DES MOINES, IOWA (March 19, 2025) — Iowa House Republicans passed a number of bills through the full House to reform Iowa’s higher education system, refocusing it on providing quality education to students and preparing the state’s workforce.
Representative Taylor Collins (R-Mediapolis) was tasked with leading the House’s Higher Education Committee, a new committee formed this session to take a comprehensive look at Iowa’s higher-education system.
“Our higher-education system is facing critical issues from out-of-control costs to a lack of intellectual diversity on campus,” Rep Collins said. “We’ve done great work over the past two years in ridding identity politics from our state’s public universities and instead embracing intellectual diversity, but a holistic look at the crises facing our higher education system and the state’s workforce needs was long overdue.”
The Higher Education Committee got straight to work on that review, passing out a total of sixteen bills to control costs, increase transparency, reform core curriculum, increase civics proficiency, and ensure academic programs align with the state’s workforce needs.
Today, Iowa House Republicans passed the following bills through the full Iowa House, sending the bills to the Senate for consideration.
House File 269 — Freedom from Indoctrination Act: Ensures that no student is forced to take courses promoting ideological activism, such as critical-race theory or diversity, equity, and inclusion as a condition of obtaining a degree while protecting the academic freedom of faculty from mandatory infusions of DEI-related course content.
House File 401 — Core Curriculum Act: Establishes undergraduate general education requirements across Iowa’s regent universities, requiring specific credit hours in English, Mathematics, natural sciences, social sciences, humanities, Western heritage, and American heritage. Also, the bill mandates that core curriculum courses do not distort historical events or promote identity politics.
House File 295 — Accreditation Autonomy Act: Allows the universities or the attorney general to sue an accreditor if an accreditor forces a university to violate state law to maintain their accreditation status.
House File 437 — Center for Intellectual Freedom Act: Establishes a Center for Intellectual Freedom at the University of Iowa to conduct teaching and research in the historical ideas, traditions, and texts that have shaped the American constitutional order and society.

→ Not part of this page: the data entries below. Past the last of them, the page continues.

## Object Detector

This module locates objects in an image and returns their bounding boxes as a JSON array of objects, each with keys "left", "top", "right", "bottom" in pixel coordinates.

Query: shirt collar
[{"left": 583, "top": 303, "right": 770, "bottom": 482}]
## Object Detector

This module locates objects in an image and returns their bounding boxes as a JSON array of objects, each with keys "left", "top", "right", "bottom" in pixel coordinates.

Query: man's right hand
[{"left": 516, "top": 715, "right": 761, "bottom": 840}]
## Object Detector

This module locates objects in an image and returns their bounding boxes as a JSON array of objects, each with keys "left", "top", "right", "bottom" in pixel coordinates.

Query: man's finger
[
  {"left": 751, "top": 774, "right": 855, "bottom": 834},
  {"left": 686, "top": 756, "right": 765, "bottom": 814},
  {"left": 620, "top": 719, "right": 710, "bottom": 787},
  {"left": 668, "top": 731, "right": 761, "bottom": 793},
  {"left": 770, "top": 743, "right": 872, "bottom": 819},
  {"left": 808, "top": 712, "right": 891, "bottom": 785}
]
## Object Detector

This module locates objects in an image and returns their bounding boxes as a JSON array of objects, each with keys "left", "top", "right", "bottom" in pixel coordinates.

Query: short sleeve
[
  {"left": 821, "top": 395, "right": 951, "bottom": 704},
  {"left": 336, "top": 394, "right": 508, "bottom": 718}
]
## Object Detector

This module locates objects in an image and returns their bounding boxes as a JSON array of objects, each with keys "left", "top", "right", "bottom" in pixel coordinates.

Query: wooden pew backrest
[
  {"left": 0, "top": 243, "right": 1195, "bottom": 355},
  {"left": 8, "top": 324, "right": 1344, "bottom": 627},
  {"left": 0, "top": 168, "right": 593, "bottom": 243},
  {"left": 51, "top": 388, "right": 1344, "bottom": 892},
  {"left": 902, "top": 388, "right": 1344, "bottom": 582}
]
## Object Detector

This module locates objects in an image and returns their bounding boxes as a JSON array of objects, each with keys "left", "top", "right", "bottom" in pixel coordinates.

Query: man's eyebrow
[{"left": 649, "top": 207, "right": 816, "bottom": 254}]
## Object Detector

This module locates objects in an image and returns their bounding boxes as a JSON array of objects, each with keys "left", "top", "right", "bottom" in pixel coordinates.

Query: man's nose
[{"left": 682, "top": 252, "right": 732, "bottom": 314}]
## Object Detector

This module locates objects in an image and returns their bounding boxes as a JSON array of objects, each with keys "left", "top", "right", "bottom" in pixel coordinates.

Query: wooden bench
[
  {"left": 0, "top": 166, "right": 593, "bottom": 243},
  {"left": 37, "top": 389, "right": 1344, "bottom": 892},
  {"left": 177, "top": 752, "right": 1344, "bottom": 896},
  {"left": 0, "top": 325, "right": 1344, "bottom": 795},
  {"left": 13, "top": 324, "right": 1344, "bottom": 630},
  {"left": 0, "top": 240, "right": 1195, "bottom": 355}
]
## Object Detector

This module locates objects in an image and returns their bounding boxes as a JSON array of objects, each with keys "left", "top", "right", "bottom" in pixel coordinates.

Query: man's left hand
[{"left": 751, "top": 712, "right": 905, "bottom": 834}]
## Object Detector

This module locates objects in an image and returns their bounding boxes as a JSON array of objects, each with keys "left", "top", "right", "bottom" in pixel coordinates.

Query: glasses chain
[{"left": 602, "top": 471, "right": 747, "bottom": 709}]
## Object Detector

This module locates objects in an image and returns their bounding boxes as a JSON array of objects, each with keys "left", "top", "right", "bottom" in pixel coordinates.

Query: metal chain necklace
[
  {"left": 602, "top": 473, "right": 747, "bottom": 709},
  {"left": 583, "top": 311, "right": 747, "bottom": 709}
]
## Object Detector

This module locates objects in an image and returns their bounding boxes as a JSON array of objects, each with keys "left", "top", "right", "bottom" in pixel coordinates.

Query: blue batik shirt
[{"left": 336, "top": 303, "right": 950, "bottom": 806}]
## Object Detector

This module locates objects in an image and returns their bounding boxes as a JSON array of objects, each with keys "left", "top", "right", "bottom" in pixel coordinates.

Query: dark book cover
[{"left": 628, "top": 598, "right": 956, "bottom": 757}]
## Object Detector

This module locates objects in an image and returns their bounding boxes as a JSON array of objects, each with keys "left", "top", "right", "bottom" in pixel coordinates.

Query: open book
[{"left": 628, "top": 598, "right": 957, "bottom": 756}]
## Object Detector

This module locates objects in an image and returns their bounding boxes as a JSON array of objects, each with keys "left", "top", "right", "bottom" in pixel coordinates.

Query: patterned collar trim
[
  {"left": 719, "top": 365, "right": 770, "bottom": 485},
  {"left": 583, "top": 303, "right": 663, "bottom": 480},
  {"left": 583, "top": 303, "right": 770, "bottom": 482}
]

The center will coordinate with the Center for Cyclone Civics at Iowa State, and the Center for Civic Education at the University of Northern Iowa to enable shared course offerings. The center will first offer a course in American History and Civil Government that will be available to all three regent universities, building on the strong social studies standards that House Republicans established at the K-12 level last year. The center is also charged with increasing the intellectual diversity of the university’s academic community and fostering civic engagement among university students and faculty.
House File 440 — College Affordability Act: Contains several provisions to control the cost of college for students.
- Requires tuition rates for each academic year to be set on or before April 30th of each year before the beginning of each academic year, ensuring that, as students enroll for college each spring, they know the tuition price they will be paying that fall.
- Directs each regent university to offer at least one Work-Study program where a student earns their degree while working part-time and getting their tuition paid by the employer.
- Directs each regent university to offer at least one three-year Bachelor's Degree.
- Directs the Board of Regents to conduct a feasibility study on establishing a tuition guarantee, where a freshman who begins college cannot be charged a higher-tuition rate than they started with in their freshman year.
House File 856 - Replacing DEI with MEI (Merit, Excellence and Intelligence): Roots out DEI from community colleges and private institutions accepting tax-payer funding through the Iowa Tuition Grant.
In addition to these legislative proposals passing through the Iowa House, the House Higher Education Committee has secured additional policy wins through negotiations with the Board of Regents.
The Board of Regents has agreed to conduct a full review of all academic programs at each regent university to determine their alignment with the state’s workforce needs and will adopt an official board policy ensuring annual tuition increases for resident undergraduate students do not exceed a three-year rolling average of the higher-education price index. They have also agreed to adopt additional transparency measures — including for course syllabuses and university finances that passed through the Higher Education committee as board policy.
“We appreciate the Board of Regents’ continued cooperation and response to these important policies advanced by the Higher Education Committee,” said Rep Collins.